What I like about Chennai:
1) The quaint white bridges, everywhere!
2) The super cool radio stations that always play my kinda music
3) Road names that speak volumes.
4) The central looking Central Station
5) The green. (It’s a myth that Chennai is not green enough!)
6) The friendly auto drivers, always willing to help.
7) The bus services that seem to run the city.
8) The stretches of beautiful beaches, finally looked after.
9) The street food – Yummy!
10) The fact that whatever happens, the city will always remain heavily Tamizh.

What I hate about Chennai:
1) The fact that every area looks the same! How!
2) That cable TV translates into well… 20 Tamizh channels.
3) The weather!!!!!!!
4) The lack of a Central shopping district/entertainment district.
5) The seeming lack of water.
6) The exorbitant auto rates and the fact that they don’t use the metres.

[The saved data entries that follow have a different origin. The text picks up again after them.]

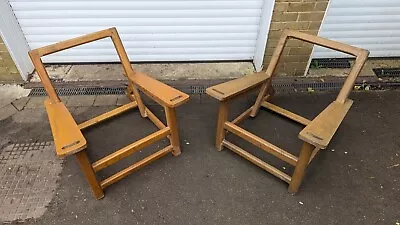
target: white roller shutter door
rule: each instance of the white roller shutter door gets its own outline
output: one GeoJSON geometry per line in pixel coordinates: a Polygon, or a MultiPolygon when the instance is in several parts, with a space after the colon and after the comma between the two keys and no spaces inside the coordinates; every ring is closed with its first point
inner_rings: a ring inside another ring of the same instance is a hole
{"type": "MultiPolygon", "coordinates": [[[[371,57],[400,56],[400,0],[330,0],[319,35],[368,49],[371,57]]],[[[348,57],[316,47],[313,58],[348,57]]]]}
{"type": "MultiPolygon", "coordinates": [[[[257,48],[265,47],[274,0],[10,0],[10,5],[31,49],[115,26],[131,61],[208,61],[254,59],[257,48]]],[[[111,41],[101,40],[44,61],[118,58],[111,41]]]]}

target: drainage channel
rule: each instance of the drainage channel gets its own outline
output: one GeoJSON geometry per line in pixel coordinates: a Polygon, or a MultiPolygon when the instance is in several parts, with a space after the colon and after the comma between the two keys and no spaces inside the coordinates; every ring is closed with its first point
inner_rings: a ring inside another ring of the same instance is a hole
{"type": "Polygon", "coordinates": [[[311,67],[314,68],[330,68],[330,69],[346,69],[350,68],[350,61],[343,58],[332,58],[332,59],[313,59],[311,61],[311,67]]]}
{"type": "Polygon", "coordinates": [[[376,76],[380,78],[396,77],[400,78],[400,68],[374,68],[376,76]]]}
{"type": "MultiPolygon", "coordinates": [[[[296,93],[296,92],[328,92],[338,91],[342,88],[344,80],[328,81],[328,82],[276,82],[273,83],[274,89],[278,93],[296,93]]],[[[171,84],[170,84],[171,85],[171,84]]],[[[187,94],[205,94],[207,87],[214,85],[213,83],[196,84],[196,85],[171,85],[187,94]]],[[[382,90],[400,88],[399,82],[356,82],[357,90],[382,90]]],[[[123,95],[126,86],[120,87],[56,87],[56,92],[60,96],[71,95],[123,95]]],[[[43,87],[32,88],[29,96],[45,96],[46,92],[43,87]]]]}
{"type": "MultiPolygon", "coordinates": [[[[56,92],[59,96],[71,95],[123,95],[126,87],[58,87],[56,92]]],[[[29,96],[45,96],[43,87],[36,87],[31,90],[29,96]]]]}

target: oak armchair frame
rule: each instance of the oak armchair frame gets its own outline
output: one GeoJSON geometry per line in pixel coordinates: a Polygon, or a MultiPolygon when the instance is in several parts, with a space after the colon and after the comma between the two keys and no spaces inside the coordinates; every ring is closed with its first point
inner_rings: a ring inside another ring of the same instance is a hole
{"type": "Polygon", "coordinates": [[[366,59],[368,58],[368,55],[369,52],[364,49],[298,31],[284,30],[265,73],[255,73],[207,88],[207,94],[220,101],[216,131],[217,149],[221,151],[223,147],[226,147],[232,150],[260,168],[287,182],[289,184],[288,191],[291,193],[296,193],[299,190],[308,164],[312,161],[320,149],[327,147],[331,138],[350,109],[353,101],[348,99],[348,96],[353,89],[354,82],[366,59]],[[272,78],[274,77],[279,59],[289,38],[334,49],[356,57],[355,64],[353,65],[351,72],[341,88],[336,100],[313,120],[306,119],[293,112],[290,112],[289,110],[283,109],[268,102],[274,93],[272,88],[272,78]],[[233,100],[236,96],[260,86],[260,92],[254,105],[244,111],[233,121],[228,121],[227,118],[231,100],[233,100]],[[305,128],[298,135],[299,139],[304,141],[299,157],[294,156],[293,154],[238,126],[241,121],[245,120],[249,116],[255,117],[260,107],[264,107],[305,126],[305,128]],[[239,146],[229,142],[225,139],[225,134],[227,132],[231,132],[245,139],[253,145],[261,148],[265,152],[268,152],[294,166],[295,170],[293,175],[289,176],[276,167],[273,167],[272,165],[243,150],[239,146]]]}
{"type": "Polygon", "coordinates": [[[69,155],[76,156],[78,164],[80,165],[81,170],[86,177],[94,196],[97,199],[104,197],[103,189],[121,180],[141,167],[161,158],[162,156],[165,156],[169,152],[171,152],[174,156],[178,156],[181,153],[175,107],[188,101],[189,96],[147,76],[144,73],[134,71],[116,28],[109,28],[34,49],[29,52],[29,56],[48,95],[48,98],[45,100],[45,107],[54,137],[56,154],[61,158],[69,155]],[[95,118],[92,118],[86,122],[77,124],[71,113],[61,102],[56,90],[54,89],[41,57],[104,38],[111,38],[118,53],[122,67],[124,68],[124,75],[129,81],[126,94],[131,102],[102,115],[96,116],[95,118]],[[164,107],[167,125],[159,120],[143,104],[138,89],[164,107]],[[139,108],[140,115],[142,117],[149,118],[150,121],[153,122],[160,130],[142,139],[139,139],[138,141],[133,142],[128,146],[97,160],[96,162],[90,163],[86,153],[87,142],[81,130],[94,126],[136,107],[139,108]],[[132,164],[131,166],[100,182],[96,178],[96,172],[113,165],[119,160],[126,158],[163,138],[168,138],[170,144],[162,150],[151,154],[150,156],[132,164]]]}

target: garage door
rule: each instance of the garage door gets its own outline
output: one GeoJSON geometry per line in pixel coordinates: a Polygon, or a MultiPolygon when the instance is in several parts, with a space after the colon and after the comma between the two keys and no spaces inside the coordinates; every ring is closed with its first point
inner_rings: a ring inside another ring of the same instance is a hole
{"type": "MultiPolygon", "coordinates": [[[[330,0],[320,36],[371,51],[372,57],[400,56],[399,0],[330,0]]],[[[344,57],[316,47],[314,58],[344,57]]]]}
{"type": "MultiPolygon", "coordinates": [[[[132,61],[253,60],[264,53],[274,0],[10,0],[31,49],[117,27],[132,61]]],[[[103,40],[45,62],[118,61],[103,40]]]]}

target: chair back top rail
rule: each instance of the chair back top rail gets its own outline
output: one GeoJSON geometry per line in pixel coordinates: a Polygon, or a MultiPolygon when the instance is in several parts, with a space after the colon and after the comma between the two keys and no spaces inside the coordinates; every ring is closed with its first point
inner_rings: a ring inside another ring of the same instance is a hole
{"type": "Polygon", "coordinates": [[[112,31],[115,30],[115,28],[109,28],[106,30],[101,30],[97,31],[94,33],[90,34],[85,34],[76,38],[71,38],[68,40],[60,41],[55,44],[43,46],[34,50],[30,51],[30,54],[35,54],[39,57],[49,55],[52,53],[56,53],[68,48],[73,48],[79,45],[83,45],[92,41],[97,41],[103,38],[111,37],[112,31]]]}
{"type": "Polygon", "coordinates": [[[43,65],[41,57],[108,37],[111,37],[114,47],[117,50],[118,57],[121,60],[122,67],[125,71],[125,76],[127,76],[128,74],[134,75],[135,71],[130,64],[128,55],[126,54],[122,41],[115,27],[82,35],[80,37],[72,38],[69,40],[60,41],[55,44],[47,45],[29,51],[29,57],[32,60],[36,72],[38,73],[43,87],[45,88],[50,100],[52,100],[53,102],[60,102],[60,98],[51,83],[50,77],[46,71],[46,68],[43,65]]]}

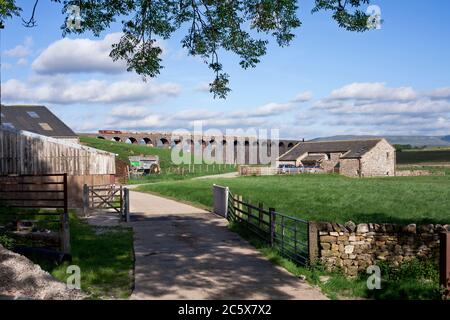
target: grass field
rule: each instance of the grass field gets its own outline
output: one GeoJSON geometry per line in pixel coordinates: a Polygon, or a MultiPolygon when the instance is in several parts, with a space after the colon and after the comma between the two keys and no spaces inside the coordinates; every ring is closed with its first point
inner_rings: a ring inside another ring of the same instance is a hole
{"type": "Polygon", "coordinates": [[[129,163],[129,156],[156,155],[159,156],[161,174],[132,178],[129,184],[152,183],[168,180],[185,180],[205,175],[213,175],[236,171],[234,165],[175,165],[171,160],[171,150],[164,148],[152,148],[145,145],[128,144],[123,142],[102,140],[91,137],[80,137],[81,143],[100,150],[118,155],[118,159],[129,163]]]}
{"type": "Polygon", "coordinates": [[[212,185],[290,216],[333,222],[450,223],[450,176],[353,179],[338,175],[239,177],[139,187],[212,207],[212,185]]]}

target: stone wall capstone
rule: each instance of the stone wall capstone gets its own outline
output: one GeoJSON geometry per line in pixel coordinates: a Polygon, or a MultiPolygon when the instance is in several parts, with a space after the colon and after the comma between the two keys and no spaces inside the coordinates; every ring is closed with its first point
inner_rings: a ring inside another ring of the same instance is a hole
{"type": "Polygon", "coordinates": [[[315,224],[318,260],[328,271],[342,270],[348,276],[365,272],[370,265],[386,261],[399,266],[413,258],[439,259],[439,233],[450,225],[390,223],[315,224]]]}

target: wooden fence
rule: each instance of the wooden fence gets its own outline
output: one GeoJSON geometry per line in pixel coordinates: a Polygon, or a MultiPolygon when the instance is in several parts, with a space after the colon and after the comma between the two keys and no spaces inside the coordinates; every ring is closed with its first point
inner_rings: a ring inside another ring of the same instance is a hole
{"type": "Polygon", "coordinates": [[[70,254],[67,174],[0,176],[0,204],[1,221],[15,228],[6,229],[11,236],[32,245],[56,242],[70,254]],[[58,233],[50,232],[55,224],[58,233]]]}
{"type": "Polygon", "coordinates": [[[83,213],[89,211],[109,211],[120,214],[123,221],[130,218],[130,193],[128,188],[116,185],[83,187],[83,213]]]}
{"type": "Polygon", "coordinates": [[[0,175],[115,174],[115,155],[27,131],[0,128],[0,175]]]}

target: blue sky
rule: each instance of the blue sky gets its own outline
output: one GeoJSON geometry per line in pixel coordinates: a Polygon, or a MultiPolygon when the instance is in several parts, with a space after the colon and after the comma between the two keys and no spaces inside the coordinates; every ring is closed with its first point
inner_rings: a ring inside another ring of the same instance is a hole
{"type": "MultiPolygon", "coordinates": [[[[24,5],[24,16],[32,1],[24,5]]],[[[256,69],[221,60],[232,92],[214,100],[212,73],[167,41],[161,75],[147,83],[107,57],[120,36],[62,39],[60,6],[41,1],[38,26],[20,19],[2,31],[2,90],[7,104],[45,104],[77,131],[98,129],[279,128],[286,138],[334,134],[450,134],[450,2],[380,0],[381,30],[352,33],[300,1],[302,27],[287,48],[272,41],[256,69]]]]}

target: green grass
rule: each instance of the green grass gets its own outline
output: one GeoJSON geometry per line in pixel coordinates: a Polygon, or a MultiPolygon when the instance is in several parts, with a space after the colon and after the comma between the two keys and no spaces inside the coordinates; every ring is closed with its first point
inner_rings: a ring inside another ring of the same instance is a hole
{"type": "MultiPolygon", "coordinates": [[[[131,228],[96,228],[75,215],[70,217],[72,265],[81,269],[81,288],[92,299],[128,298],[133,269],[131,228]],[[101,232],[98,232],[101,231],[101,232]]],[[[43,265],[55,278],[65,282],[68,263],[43,265]]]]}
{"type": "Polygon", "coordinates": [[[187,180],[145,185],[159,193],[212,207],[212,185],[229,186],[252,203],[315,221],[449,223],[450,176],[354,179],[293,175],[187,180]]]}
{"type": "Polygon", "coordinates": [[[381,289],[369,290],[367,274],[361,273],[356,278],[348,278],[339,271],[326,272],[320,265],[300,267],[268,247],[242,225],[231,223],[230,229],[248,240],[272,263],[297,277],[306,276],[310,284],[319,286],[330,299],[439,300],[441,297],[439,269],[432,262],[412,260],[398,269],[381,264],[381,289]]]}
{"type": "Polygon", "coordinates": [[[80,137],[80,142],[92,148],[115,153],[118,155],[119,160],[126,163],[129,162],[128,157],[143,154],[159,156],[161,168],[168,168],[172,165],[170,160],[170,149],[152,148],[145,145],[128,144],[83,136],[80,137]]]}
{"type": "Polygon", "coordinates": [[[145,145],[128,144],[83,136],[80,137],[80,141],[89,147],[115,153],[118,155],[119,160],[126,163],[129,163],[128,157],[130,156],[137,156],[141,154],[159,156],[161,174],[134,177],[127,181],[129,184],[178,181],[205,175],[236,171],[236,167],[234,165],[175,165],[171,160],[171,150],[165,148],[153,148],[145,145]]]}

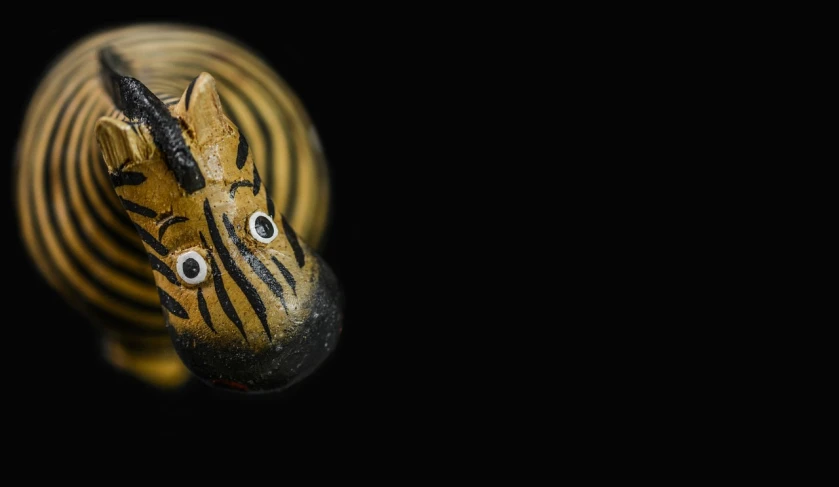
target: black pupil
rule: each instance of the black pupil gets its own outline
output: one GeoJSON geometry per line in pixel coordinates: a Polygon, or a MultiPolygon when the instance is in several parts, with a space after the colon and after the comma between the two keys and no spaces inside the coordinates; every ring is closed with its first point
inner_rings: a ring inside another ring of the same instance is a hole
{"type": "Polygon", "coordinates": [[[262,238],[271,238],[271,235],[274,235],[274,225],[271,225],[271,220],[262,215],[256,217],[253,226],[256,228],[256,233],[262,238]]]}
{"type": "Polygon", "coordinates": [[[184,261],[184,275],[190,279],[195,279],[195,276],[198,275],[198,272],[201,271],[201,266],[198,265],[198,261],[190,257],[189,259],[184,261]]]}

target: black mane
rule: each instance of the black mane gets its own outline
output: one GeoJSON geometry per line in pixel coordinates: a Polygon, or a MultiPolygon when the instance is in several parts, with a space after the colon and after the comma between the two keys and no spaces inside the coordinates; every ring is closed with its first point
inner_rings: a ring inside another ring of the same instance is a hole
{"type": "Polygon", "coordinates": [[[111,100],[132,121],[149,128],[178,184],[189,193],[203,188],[204,176],[184,141],[180,123],[166,105],[143,83],[129,76],[128,64],[112,49],[99,51],[99,64],[102,82],[111,100]]]}

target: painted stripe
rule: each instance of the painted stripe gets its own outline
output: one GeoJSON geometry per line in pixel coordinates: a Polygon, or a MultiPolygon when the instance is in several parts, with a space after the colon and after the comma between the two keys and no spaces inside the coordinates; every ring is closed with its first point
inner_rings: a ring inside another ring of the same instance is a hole
{"type": "MultiPolygon", "coordinates": [[[[201,237],[201,243],[204,245],[204,248],[209,249],[210,246],[207,245],[207,240],[204,239],[204,234],[199,233],[198,235],[201,237]]],[[[239,318],[239,313],[236,312],[236,307],[233,306],[233,302],[230,301],[230,296],[227,295],[227,289],[224,287],[224,279],[221,277],[221,269],[219,269],[216,265],[216,259],[213,258],[213,254],[208,253],[207,257],[210,259],[210,271],[213,273],[213,286],[216,289],[216,297],[221,305],[221,309],[224,310],[224,314],[230,318],[230,321],[233,322],[239,330],[239,333],[242,334],[242,337],[244,337],[247,342],[248,336],[245,334],[245,326],[239,318]]]]}
{"type": "Polygon", "coordinates": [[[135,171],[117,171],[108,174],[111,177],[111,184],[115,188],[120,186],[138,186],[146,181],[146,175],[135,171]]]}
{"type": "Polygon", "coordinates": [[[136,213],[138,215],[143,215],[149,218],[155,218],[157,216],[157,212],[152,210],[151,208],[147,208],[139,203],[127,200],[122,196],[119,197],[119,200],[122,202],[123,208],[125,208],[127,211],[136,213]]]}
{"type": "Polygon", "coordinates": [[[172,225],[174,225],[176,223],[181,223],[181,222],[185,222],[185,221],[188,221],[188,220],[189,220],[189,218],[187,218],[185,216],[173,216],[172,218],[169,218],[168,220],[163,222],[162,225],[160,225],[160,230],[157,231],[157,239],[162,242],[163,241],[163,234],[166,233],[166,230],[168,230],[169,227],[171,227],[172,225]]]}
{"type": "MultiPolygon", "coordinates": [[[[81,150],[81,147],[79,148],[79,150],[81,150]]],[[[128,229],[130,231],[129,235],[131,235],[132,238],[128,238],[125,235],[125,233],[121,232],[118,228],[116,228],[114,224],[103,220],[102,205],[96,205],[93,201],[91,201],[90,185],[86,184],[84,179],[82,178],[82,165],[84,164],[83,161],[84,159],[82,155],[77,154],[75,161],[75,171],[74,174],[71,176],[74,179],[71,180],[71,183],[75,184],[78,188],[80,188],[80,194],[83,203],[83,211],[85,212],[85,214],[93,217],[93,221],[96,222],[96,227],[104,231],[105,235],[110,237],[115,247],[121,249],[122,252],[127,252],[132,256],[132,258],[143,259],[146,255],[146,251],[145,249],[143,249],[142,245],[139,245],[137,238],[134,236],[134,224],[131,222],[131,219],[128,217],[128,214],[125,212],[125,209],[119,208],[119,213],[117,213],[116,211],[111,211],[111,222],[117,222],[117,226],[124,226],[126,229],[128,229]]],[[[99,189],[99,185],[94,183],[93,186],[95,186],[97,190],[99,189]]],[[[116,194],[114,194],[114,199],[116,199],[116,194]]],[[[107,206],[110,207],[110,205],[107,206]]]]}
{"type": "MultiPolygon", "coordinates": [[[[97,151],[99,150],[96,144],[91,144],[91,148],[97,151]]],[[[81,163],[80,161],[79,167],[77,167],[78,175],[76,176],[76,179],[79,180],[79,184],[83,188],[87,189],[87,191],[84,191],[82,194],[85,200],[88,201],[88,204],[96,210],[97,217],[100,220],[105,218],[103,214],[108,214],[108,220],[124,226],[127,230],[131,230],[131,227],[133,226],[131,218],[129,218],[125,213],[125,208],[119,202],[119,198],[117,197],[116,192],[114,192],[113,186],[105,187],[97,184],[96,181],[93,181],[95,171],[104,170],[105,168],[104,161],[101,161],[101,166],[99,164],[100,161],[98,160],[98,156],[97,159],[87,158],[84,163],[81,163]],[[90,179],[89,182],[85,179],[85,174],[82,174],[82,170],[87,173],[86,175],[90,179]],[[98,199],[98,202],[96,203],[93,202],[91,195],[88,194],[91,186],[93,186],[93,189],[95,190],[93,193],[98,199]]],[[[110,177],[108,179],[110,180],[110,177]]]]}
{"type": "Polygon", "coordinates": [[[230,240],[233,241],[233,245],[236,246],[236,248],[239,250],[239,253],[242,254],[242,257],[244,257],[248,265],[251,266],[251,269],[253,270],[254,274],[256,274],[256,276],[259,277],[262,280],[262,282],[264,282],[268,286],[268,289],[270,289],[271,292],[274,293],[274,296],[279,298],[280,303],[282,303],[283,305],[283,309],[285,310],[286,314],[288,314],[288,306],[286,306],[285,304],[285,295],[283,295],[283,287],[280,286],[280,283],[277,282],[277,280],[274,278],[274,275],[271,274],[271,271],[269,271],[268,268],[265,267],[265,264],[263,264],[257,256],[253,255],[253,253],[251,253],[251,251],[248,249],[245,243],[242,242],[242,239],[240,239],[239,236],[236,235],[236,229],[233,228],[233,224],[230,223],[230,220],[227,218],[227,214],[223,214],[221,216],[221,219],[224,221],[224,228],[227,229],[227,234],[230,235],[230,240]]]}
{"type": "Polygon", "coordinates": [[[259,194],[259,188],[262,186],[262,178],[259,177],[259,170],[253,166],[253,195],[259,194]]]}
{"type": "Polygon", "coordinates": [[[283,231],[288,239],[288,243],[291,244],[291,248],[294,250],[294,258],[297,260],[297,265],[303,267],[306,264],[306,254],[303,253],[303,248],[300,247],[300,242],[297,241],[297,234],[294,233],[294,229],[291,228],[284,216],[280,219],[283,222],[283,231]]]}
{"type": "Polygon", "coordinates": [[[218,334],[215,328],[213,328],[213,318],[210,316],[210,310],[207,309],[207,302],[204,301],[204,293],[201,292],[201,288],[198,288],[198,311],[201,313],[201,318],[204,319],[204,323],[213,330],[213,333],[218,334]]]}
{"type": "Polygon", "coordinates": [[[245,136],[239,132],[239,147],[236,149],[236,168],[242,169],[245,166],[245,161],[248,159],[248,141],[245,136]]]}
{"type": "Polygon", "coordinates": [[[186,312],[177,299],[173,298],[159,287],[157,288],[157,292],[160,294],[160,305],[163,306],[166,311],[172,313],[178,318],[183,318],[185,320],[189,319],[189,313],[186,312]]]}
{"type": "MultiPolygon", "coordinates": [[[[189,98],[192,96],[192,89],[195,88],[195,81],[198,79],[198,76],[195,77],[192,81],[190,81],[189,86],[186,89],[186,98],[184,99],[184,105],[186,105],[186,109],[189,110],[189,98]]],[[[210,327],[212,328],[212,326],[210,327]]]]}
{"type": "Polygon", "coordinates": [[[210,209],[210,200],[208,199],[204,200],[204,218],[207,220],[210,238],[213,241],[213,247],[218,253],[222,265],[230,277],[233,278],[233,282],[242,290],[242,294],[245,295],[254,313],[256,313],[256,316],[262,323],[262,328],[265,329],[265,334],[268,335],[268,341],[271,341],[271,330],[268,327],[268,315],[265,310],[265,303],[262,302],[262,298],[259,297],[259,292],[253,287],[253,284],[245,276],[245,273],[242,272],[242,269],[236,265],[236,261],[230,255],[227,247],[224,246],[224,241],[221,239],[221,233],[219,233],[218,227],[216,226],[216,219],[213,216],[213,211],[210,209]]]}
{"type": "Polygon", "coordinates": [[[151,264],[152,270],[159,272],[172,284],[180,285],[180,282],[178,282],[178,277],[175,275],[172,269],[168,265],[166,265],[165,262],[158,259],[156,255],[149,254],[149,263],[151,264]]]}
{"type": "Polygon", "coordinates": [[[289,286],[291,286],[291,291],[296,296],[297,295],[297,289],[295,289],[295,287],[296,287],[297,283],[294,281],[294,276],[291,275],[291,272],[286,268],[286,266],[283,265],[282,262],[277,260],[276,257],[272,256],[271,260],[274,261],[274,264],[276,264],[277,268],[280,270],[280,274],[282,274],[283,277],[285,277],[286,282],[288,283],[289,286]]]}
{"type": "Polygon", "coordinates": [[[140,234],[140,239],[143,242],[147,243],[151,248],[153,248],[155,252],[162,256],[169,255],[169,249],[167,249],[162,243],[158,242],[157,239],[154,238],[154,236],[152,236],[152,234],[143,230],[143,227],[135,223],[134,228],[136,228],[137,233],[140,234]]]}
{"type": "Polygon", "coordinates": [[[235,183],[230,185],[230,199],[233,199],[236,196],[236,190],[245,186],[246,188],[250,188],[253,186],[253,183],[250,181],[236,181],[235,183]]]}

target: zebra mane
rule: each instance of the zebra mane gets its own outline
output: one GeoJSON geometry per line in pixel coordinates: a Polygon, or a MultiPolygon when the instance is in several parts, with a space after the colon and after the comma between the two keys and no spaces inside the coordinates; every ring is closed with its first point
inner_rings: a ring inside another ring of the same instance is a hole
{"type": "Polygon", "coordinates": [[[204,176],[181,134],[178,120],[140,80],[131,77],[130,67],[111,48],[99,51],[102,83],[114,105],[133,122],[146,125],[163,160],[175,173],[178,184],[192,193],[205,186],[204,176]]]}

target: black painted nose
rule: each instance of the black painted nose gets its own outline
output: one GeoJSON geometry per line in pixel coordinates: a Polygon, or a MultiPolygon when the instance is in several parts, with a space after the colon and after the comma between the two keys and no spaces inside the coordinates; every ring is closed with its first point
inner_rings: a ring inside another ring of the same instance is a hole
{"type": "Polygon", "coordinates": [[[241,346],[218,348],[173,331],[184,364],[209,384],[242,392],[281,390],[311,374],[335,350],[343,320],[338,281],[329,266],[317,261],[318,285],[309,296],[312,311],[303,324],[257,352],[241,346]]]}

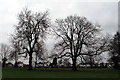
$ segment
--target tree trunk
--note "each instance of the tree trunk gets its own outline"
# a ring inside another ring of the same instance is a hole
[[[17,63],[17,61],[15,61],[15,68],[16,68],[16,67],[18,67],[18,63]]]
[[[29,55],[29,69],[28,70],[33,70],[32,68],[32,53]]]
[[[93,68],[93,60],[92,60],[92,56],[90,56],[90,67]]]
[[[35,62],[35,68],[37,68],[37,61]]]
[[[5,67],[5,63],[6,63],[6,61],[3,60],[2,67]]]
[[[36,54],[36,61],[35,61],[35,68],[37,68],[37,54]]]
[[[7,59],[4,57],[4,58],[2,59],[2,61],[3,61],[2,67],[5,67],[5,66],[6,66],[6,61],[7,61]]]
[[[77,71],[76,60],[77,60],[76,58],[72,59],[72,62],[73,62],[72,70],[73,71]]]
[[[93,68],[93,63],[92,62],[90,62],[90,67]]]
[[[15,67],[18,67],[17,55],[15,55]]]

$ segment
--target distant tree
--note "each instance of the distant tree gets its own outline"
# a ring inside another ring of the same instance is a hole
[[[86,52],[86,56],[88,56],[89,58],[89,64],[91,65],[91,67],[93,67],[93,65],[95,64],[96,56],[100,57],[102,53],[109,51],[110,37],[108,35],[105,37],[94,37],[94,40],[91,41],[91,43],[92,44],[85,46],[84,52]]]
[[[76,71],[77,58],[86,55],[83,51],[84,46],[92,44],[100,31],[100,26],[91,23],[85,17],[68,16],[65,19],[57,19],[53,31],[60,39],[55,45],[60,52],[59,55],[70,57],[73,63],[72,70]]]
[[[58,65],[62,65],[62,58],[60,60],[58,60]]]
[[[57,58],[56,57],[53,58],[53,61],[52,61],[52,63],[50,63],[50,66],[52,68],[57,66]]]
[[[71,66],[71,63],[70,63],[70,61],[69,61],[69,58],[65,58],[65,59],[63,60],[63,65],[64,65],[65,67],[70,67],[70,66]]]
[[[53,64],[57,65],[57,58],[56,57],[53,59]]]
[[[114,63],[114,68],[120,69],[120,33],[117,32],[111,40],[110,59]]]
[[[44,53],[46,49],[44,48],[44,42],[39,41],[35,46],[35,68],[39,60],[44,60]]]
[[[24,9],[18,14],[18,25],[16,34],[21,46],[21,53],[29,54],[29,70],[32,70],[33,53],[36,52],[35,46],[45,38],[45,33],[49,27],[48,12],[33,13]]]
[[[18,67],[18,55],[21,54],[20,50],[21,50],[21,46],[20,46],[20,41],[18,40],[18,38],[16,36],[11,36],[11,52],[9,55],[9,59],[10,60],[14,60],[15,61],[15,65],[14,67]]]
[[[7,44],[0,44],[0,56],[2,58],[2,67],[5,67],[6,61],[10,53],[10,47]]]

7) The ancient buses (Sorry! If Bangalore can afford a new fleet, so can Chennai!)
8) The lack of proper restaurants to eat at or the lack of choice thereof.
9) The superb ability of the city to make you feel useless.
10) The madness called life, where anyone can get lost.

Chennai V/S Hyderabad
1) Chennai has a local train system, Hyderabad has a metro rail system that runs on the same tracks but is extremely affordable and efficient – Metro wins
2) Chennai has amazing roads and the dust always seems settled, Hyderabad is a dusty paradise where breathing can become difficult if you’re not used to it – Chennai wins
3) I do not see garbage in Chennai, Hyderabad stinks of garbage – Chennai wins
4) Chennai has the Koovam, Hyderabad has the Moosi – Hyderabad wins even though they both stink terribly
5) Chennai offers more to do all over the city, Hyderabad has too few and all concentrated in a very unappealing area – Neither win! Bangalore wins.